When R.E.M. played St. Petersburg's old Bayfront Center in 1985, Mike Mills wasn't sure how he saw himself as a songsmith.
"I can tell you that the word composer probably never crossed my mind," the group's bassist — and, along with guitarist Peter Buck, one of its primary songwriters — said in a recent phone interview. "We were just trying to write rock songs. But I will say that Peter and I both felt very strongly that songs were the most important part of a rock band. If you didn't have great songs, it didn't matter how much talent you had."
That adherence to melody has carried over into Mills' latest project: Concerto for Violin, Rock Band and String Orchestra, a classical collaboration with celebrated violinist Robert McDuffie. Released Oct. 14, it's the focus of a new tour that this week brings Mills, McDuffie, a 15-piece string orchestra and four-piece rock band to the Mahaffey Theater, the same (albeit renamed) stage R.E.M. rocked 30 years ago.

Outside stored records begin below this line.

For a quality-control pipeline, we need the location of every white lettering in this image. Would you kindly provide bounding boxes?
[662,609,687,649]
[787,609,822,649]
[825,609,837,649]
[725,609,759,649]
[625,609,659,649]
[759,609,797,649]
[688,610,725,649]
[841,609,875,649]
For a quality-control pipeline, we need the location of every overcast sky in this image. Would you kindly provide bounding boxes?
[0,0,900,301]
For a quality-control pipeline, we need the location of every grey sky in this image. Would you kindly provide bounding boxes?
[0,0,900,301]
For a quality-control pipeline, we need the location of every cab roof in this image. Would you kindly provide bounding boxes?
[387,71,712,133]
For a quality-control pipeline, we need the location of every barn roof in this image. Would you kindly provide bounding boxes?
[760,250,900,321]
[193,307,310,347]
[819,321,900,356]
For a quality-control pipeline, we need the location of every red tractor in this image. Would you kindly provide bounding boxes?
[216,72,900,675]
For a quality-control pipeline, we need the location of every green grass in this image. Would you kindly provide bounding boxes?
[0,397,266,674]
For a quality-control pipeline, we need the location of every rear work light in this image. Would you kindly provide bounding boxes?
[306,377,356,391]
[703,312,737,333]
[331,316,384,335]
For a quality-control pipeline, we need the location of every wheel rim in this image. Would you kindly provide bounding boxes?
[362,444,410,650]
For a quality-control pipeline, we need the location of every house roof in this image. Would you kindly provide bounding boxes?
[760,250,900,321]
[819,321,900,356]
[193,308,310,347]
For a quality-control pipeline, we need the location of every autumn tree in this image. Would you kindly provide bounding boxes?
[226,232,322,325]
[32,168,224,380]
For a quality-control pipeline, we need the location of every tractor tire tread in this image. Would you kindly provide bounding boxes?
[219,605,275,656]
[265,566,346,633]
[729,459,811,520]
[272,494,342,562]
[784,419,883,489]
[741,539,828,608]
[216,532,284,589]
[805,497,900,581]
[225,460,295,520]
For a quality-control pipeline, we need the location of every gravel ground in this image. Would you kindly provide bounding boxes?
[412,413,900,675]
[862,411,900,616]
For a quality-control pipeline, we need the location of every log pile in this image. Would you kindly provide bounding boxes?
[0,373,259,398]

It's been five years since the alternative rock icons broke up on good terms after 31 hugely influential years. Mills has busied himself with other gigs — his casual indie rock supergroup the Baseball Project has twice toured through Tampa — but Concerto is by far his most ambitious solo project. And it might catch some longtime fans by surprise.
R.E.M. was never very open about its songwriting process — Mills, Buck or drummer Bill Berry would typically compose the music, and singer Michael Stipe would add lyrics, but every song was credited to every member. That made it tough to suss out Mills' specific contributions beyond his driving basslines and high, harmonic tenor.
"The sharing of the songwriting credits for R.E.M. was the best idea we ever had," he said. "A lot of the money comes from songwriting publishing, and that's one of the first things that breaks up a band, is one guy getting more money than somebody else."
Mills had some experience with strings during his R.E.M. years — he wrote the string parts for Losing My Religion, for example, and learned to bow a double bass for 2008's Accelerate — but never harbored an ambition to go classical. "The precision required for a fretless instrument, to hit the right note, is just more work than I ever care to put into anything," he said.
It was McDuffie, a childhood friend who founded the Robert McDuffie Center for Strings at Mercer University, who encouraged Mills to write an original piece for strings. McDuffie's only request: that the concert include a movement devoted to the dreamy piano number Nightswimming, a 1992 R.E.M. hit written by Mills.
"Bobby and I have played that song together a few times before we ever had the idea of the concerto," Mills said. "It works very well in the context."
Nightswimming hails from one of R.E.M.'s most creatively fertile periods, which began 25 years ago with Out of Time. In November, that landmark album will receive a deluxe anniversary re-release, with plenty of live versions, rarities and demos that offer "an idea of how songs progress from their start to what they sound like on the record," Mills said. "Some of them are indeed very different."
The process of re-evaluating Out of Time, with its diverse instrumentation and broader sonic palette, gave Mills a new appreciation for the album.
"I don't listen to R.E.M. stuff for pleasure because I'm too critical and analytical about it," he said. "I listened to Out of Time about five or 10 years ago, and I was like, 'Eh, I don't know if I like it all that much.' I liked it, but I didn't know how good it was. But in listening to it for this re-release, I said, this is actually really good. It holds up a lot better than I thought it did."
Mills and McDuffie's Concerto feels like a rock album in places, with loud guitars and upbeat rhythms that Mills hopes will prove to fans "that the walls between classical and rock are thinner than you think." He hopes Friday's performance, the second stop on a 14-city fall tour, will "remove the stilted nature of a classical concert, and make this more of a fun show."
"Yes, there are movements, and there will be time between movements, for no other reason than I change instruments, so I have to get from one place to the next. But what we're trying to do is have the audience not feel like they have to be quiet. We want to approach this more like a jazz show or a rock show from the standpoint of audience participation. No one is expected to be silent. Please make noise. If you want to yell during somebody's solo, that's absolutely fine. If you want to applaud during movements, that's also fine."
And for R.E.M. fans, the concerto might help shed light on the songwriting Mills brought to the band.
"I don't need to be known as a great composer," he said. "That was never on my radar. Certainly, I think that if people see this concerto and like it, that will tell them something about what kind of songwriter I am. But for me, it's just about having fun and getting the audience to enjoy themselves."